The Bayern Munich midfielder returns to Vicente del Bosque’s squad after an 18-month absence. Here, Goal looks at how he chose La Roja over the five-time World Cup winners.
I first met Thiago Alcantara in 2007. Back then, he was still playing for the Juvenil A team in Barcelona and I was impressed by the maturity of that boy who, even in puberty, was more clear about his life than most adults. Most surprising of all was how sure he was that he wanted to represent Spain and not Brazil or Italy.
Born in Bari to a Brazilian father, Thiago grew up in Spain and could choose between any of the three national sides. But even though his father was a World Cup winner for the Canarinha, Thiago never had any doubts.
“For Brazil, winning the World Cup is a sentence,” lamented the Italian-born midfielder who inherited a good dose of Brazilian culture – and a passport – from father Mazinho but grew up in Vigo and later Barcelona.
“I have lived and grown up here in Spain,” said the youngster who would go on to impress with several explosive performances at the beginning of his Camp Nou career before being unfairly labelled as “arrogant” and “selfish” by a sector of the press in Barcelona who had barely seen him play, let alone talk to him.
There was never any resentment towards Pep and when he felt abandonded by Barcelona in 2012-13, he decided to follow Guardiola to Munich, becoming the only player who has sat in all of the dressing rooms with the Catalan coach: at Barca B, later with the first team at Camp Nou and then with Bayern.
Thiago waited patiently for his opportunity at Barca, but saw his progress halted as the Catalans brought in Cesc Fabregas and he moved to Bayern in 2013, in search of the minutes he believed he needed at 22 to keep on improving and become one of the best midfielders in the world.
He knew he had the conditions to succeed and that character is part of football, but many confused that personality with arrogance. They were wrong.

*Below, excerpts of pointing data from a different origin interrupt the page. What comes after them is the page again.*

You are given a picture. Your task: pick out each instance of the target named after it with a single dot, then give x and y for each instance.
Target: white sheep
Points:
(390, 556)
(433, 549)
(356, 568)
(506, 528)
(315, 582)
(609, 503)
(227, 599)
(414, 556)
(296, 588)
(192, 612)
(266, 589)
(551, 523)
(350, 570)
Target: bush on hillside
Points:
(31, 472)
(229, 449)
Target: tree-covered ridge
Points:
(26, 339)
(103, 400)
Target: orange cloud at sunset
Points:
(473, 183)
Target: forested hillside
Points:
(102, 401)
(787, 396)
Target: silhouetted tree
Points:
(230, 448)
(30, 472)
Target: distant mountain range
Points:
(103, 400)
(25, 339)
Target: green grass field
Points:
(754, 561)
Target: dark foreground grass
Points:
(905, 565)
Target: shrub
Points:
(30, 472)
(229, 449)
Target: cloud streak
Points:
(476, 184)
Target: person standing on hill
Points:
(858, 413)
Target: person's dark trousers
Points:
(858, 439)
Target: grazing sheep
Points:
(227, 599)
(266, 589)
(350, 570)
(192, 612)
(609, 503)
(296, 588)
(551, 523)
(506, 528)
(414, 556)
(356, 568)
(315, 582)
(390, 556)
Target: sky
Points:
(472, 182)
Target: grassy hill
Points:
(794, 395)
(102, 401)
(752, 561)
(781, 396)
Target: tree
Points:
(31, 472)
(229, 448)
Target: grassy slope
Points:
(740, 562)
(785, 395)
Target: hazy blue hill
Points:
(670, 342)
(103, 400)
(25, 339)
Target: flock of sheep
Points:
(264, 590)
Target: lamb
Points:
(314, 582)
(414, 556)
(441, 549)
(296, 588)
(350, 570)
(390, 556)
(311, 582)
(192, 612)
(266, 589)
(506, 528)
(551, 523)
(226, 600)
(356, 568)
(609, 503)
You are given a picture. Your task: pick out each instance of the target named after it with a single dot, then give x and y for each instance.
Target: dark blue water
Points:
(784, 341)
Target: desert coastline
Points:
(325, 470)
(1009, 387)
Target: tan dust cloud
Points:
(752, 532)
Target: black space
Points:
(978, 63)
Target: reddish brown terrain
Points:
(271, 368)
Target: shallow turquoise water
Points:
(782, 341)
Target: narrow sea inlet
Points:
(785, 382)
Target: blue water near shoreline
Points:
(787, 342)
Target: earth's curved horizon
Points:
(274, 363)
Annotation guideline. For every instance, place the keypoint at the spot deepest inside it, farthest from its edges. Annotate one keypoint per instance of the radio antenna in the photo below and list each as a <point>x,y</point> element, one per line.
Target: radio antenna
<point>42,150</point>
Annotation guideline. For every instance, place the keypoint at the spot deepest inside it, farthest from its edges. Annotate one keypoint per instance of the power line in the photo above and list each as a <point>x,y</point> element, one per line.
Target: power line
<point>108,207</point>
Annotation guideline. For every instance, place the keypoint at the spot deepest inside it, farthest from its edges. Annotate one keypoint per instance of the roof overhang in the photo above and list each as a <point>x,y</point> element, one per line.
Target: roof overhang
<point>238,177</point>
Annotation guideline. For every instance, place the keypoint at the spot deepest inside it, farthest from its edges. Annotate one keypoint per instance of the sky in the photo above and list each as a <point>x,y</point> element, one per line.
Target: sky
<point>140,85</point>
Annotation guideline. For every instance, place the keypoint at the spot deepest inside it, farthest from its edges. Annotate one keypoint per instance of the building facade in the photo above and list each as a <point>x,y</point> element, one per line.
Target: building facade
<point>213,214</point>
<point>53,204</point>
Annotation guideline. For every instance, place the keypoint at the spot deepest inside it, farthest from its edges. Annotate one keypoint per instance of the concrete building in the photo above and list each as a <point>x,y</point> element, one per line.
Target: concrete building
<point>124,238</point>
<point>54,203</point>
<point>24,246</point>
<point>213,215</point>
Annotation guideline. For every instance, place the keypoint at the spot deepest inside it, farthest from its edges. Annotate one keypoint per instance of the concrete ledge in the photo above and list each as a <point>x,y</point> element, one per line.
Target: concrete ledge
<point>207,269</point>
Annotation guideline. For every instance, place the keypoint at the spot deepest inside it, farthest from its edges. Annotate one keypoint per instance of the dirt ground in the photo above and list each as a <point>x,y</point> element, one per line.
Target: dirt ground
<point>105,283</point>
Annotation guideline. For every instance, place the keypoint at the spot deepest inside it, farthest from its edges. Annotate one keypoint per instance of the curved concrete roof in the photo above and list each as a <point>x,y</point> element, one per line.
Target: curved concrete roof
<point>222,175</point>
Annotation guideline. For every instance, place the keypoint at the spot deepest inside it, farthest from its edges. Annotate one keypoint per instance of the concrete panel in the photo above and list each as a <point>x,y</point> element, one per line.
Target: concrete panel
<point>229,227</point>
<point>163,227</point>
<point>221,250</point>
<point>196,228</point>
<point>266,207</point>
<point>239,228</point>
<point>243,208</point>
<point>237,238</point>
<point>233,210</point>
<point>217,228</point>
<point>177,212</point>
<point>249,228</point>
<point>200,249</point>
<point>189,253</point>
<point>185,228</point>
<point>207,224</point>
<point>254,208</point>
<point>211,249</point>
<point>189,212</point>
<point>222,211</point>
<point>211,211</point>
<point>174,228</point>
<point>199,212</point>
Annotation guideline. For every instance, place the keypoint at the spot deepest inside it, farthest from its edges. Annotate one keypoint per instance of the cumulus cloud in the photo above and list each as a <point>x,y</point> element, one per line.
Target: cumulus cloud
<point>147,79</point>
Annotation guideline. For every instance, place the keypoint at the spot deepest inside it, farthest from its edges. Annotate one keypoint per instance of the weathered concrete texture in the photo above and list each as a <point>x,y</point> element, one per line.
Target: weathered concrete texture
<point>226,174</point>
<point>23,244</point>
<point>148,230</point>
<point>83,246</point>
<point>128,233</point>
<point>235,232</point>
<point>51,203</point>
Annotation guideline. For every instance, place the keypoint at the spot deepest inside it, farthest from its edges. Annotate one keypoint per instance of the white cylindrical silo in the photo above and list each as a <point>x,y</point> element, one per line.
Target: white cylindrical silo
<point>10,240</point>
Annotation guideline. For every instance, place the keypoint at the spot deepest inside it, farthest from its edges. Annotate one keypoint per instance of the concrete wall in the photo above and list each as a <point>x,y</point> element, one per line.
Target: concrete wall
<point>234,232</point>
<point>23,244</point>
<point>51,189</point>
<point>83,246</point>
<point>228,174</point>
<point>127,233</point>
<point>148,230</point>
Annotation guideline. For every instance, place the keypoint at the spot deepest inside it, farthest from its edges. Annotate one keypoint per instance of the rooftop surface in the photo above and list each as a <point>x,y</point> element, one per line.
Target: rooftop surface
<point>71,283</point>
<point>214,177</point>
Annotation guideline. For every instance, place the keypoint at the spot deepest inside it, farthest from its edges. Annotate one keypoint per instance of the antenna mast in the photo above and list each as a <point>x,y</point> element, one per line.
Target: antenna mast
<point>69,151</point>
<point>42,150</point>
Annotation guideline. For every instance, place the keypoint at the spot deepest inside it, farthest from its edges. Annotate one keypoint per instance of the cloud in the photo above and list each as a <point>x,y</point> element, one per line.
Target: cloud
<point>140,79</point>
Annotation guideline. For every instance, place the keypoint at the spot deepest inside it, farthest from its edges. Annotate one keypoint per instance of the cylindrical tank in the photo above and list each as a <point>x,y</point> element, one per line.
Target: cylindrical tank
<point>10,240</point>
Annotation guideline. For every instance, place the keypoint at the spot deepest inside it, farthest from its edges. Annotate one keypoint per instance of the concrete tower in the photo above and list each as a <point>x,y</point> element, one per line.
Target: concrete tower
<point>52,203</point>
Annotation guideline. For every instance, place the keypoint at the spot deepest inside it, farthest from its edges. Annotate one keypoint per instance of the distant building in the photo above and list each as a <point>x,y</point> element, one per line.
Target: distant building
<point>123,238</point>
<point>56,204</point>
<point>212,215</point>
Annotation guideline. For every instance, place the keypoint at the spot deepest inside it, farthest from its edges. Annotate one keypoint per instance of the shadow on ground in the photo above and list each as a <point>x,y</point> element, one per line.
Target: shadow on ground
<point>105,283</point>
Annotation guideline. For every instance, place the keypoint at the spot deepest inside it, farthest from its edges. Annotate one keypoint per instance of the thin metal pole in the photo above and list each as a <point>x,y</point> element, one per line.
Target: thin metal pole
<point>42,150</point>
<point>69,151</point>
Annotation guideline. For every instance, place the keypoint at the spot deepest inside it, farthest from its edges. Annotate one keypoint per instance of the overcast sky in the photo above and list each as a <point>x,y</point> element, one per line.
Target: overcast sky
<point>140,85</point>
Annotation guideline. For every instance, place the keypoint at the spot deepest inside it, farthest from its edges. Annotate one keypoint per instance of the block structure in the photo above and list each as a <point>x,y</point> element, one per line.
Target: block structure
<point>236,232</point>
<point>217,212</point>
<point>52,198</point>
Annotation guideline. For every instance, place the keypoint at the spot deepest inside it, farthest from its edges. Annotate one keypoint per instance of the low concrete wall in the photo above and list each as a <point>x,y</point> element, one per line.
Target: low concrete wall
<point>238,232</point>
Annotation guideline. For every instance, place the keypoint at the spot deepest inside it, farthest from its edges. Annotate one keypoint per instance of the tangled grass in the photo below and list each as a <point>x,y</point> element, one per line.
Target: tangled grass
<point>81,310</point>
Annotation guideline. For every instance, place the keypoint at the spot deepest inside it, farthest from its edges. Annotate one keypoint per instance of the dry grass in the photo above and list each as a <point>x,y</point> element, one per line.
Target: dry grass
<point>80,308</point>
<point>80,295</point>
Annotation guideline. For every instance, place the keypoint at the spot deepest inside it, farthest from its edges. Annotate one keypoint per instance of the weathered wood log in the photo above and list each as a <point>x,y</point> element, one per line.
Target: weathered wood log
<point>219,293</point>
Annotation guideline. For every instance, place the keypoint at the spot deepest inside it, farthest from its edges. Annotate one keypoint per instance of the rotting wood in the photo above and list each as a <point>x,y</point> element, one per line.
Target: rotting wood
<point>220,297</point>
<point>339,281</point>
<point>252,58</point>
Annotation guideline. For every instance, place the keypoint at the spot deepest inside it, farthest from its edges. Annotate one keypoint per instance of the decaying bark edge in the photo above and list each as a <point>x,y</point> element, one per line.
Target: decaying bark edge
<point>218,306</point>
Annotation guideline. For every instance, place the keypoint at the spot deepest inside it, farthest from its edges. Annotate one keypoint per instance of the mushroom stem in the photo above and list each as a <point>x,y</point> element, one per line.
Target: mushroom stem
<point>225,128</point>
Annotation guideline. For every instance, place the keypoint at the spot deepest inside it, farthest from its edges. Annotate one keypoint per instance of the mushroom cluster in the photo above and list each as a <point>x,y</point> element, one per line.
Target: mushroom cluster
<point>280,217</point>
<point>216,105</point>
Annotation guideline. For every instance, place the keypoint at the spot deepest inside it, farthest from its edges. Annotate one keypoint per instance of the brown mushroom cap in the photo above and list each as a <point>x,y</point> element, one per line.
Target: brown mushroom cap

While some had doubts, Spain valued him highly. An international since the age of 15, he made his debut in 2011 as he replaced club colleague Andres Iniesta in a defeat against Italy. And it was against the Azzurri that he made his last appearance for La Roja – a victory against the Italians in March, 2014.
A series of injuries since then have seen him miss out at international level, including the World Cup last year, although at least he was spared from Spain’s embarrassing exit in the first round at Brazil 2014.
Eight years have passed since that meeting opposite the famous fountain in Canaletes, where Barcelona celebrate their titles. “I only play to make people enjoy themselves,” he said on that day in 2007. Back then, of course, Spain could only dream of World Cup success. “Imagine if we could win a World Cup with Spain,” he added. “That would be a huge party and I would love to give that type of joy to the people.”
Back now where he has always wanted to be, Thiago’s teenage dream of success with Spain starts again on Friday.
In 2010-11, Thiago accepted with no qualms when Pep Guardiola told him he would be better off returning to the youth team for more minutes under Luis Enrique instead of sitting on the bench. Victor Valdes, for example, had refused to return to Barca B when ordered to do so years earlier by Louis van Gaal. He also took a public dressing down from Guardiola on the chin after he was criticised by the Catalan coach for his dancing celebrations in the 5-0 win over Rayo Vallecano.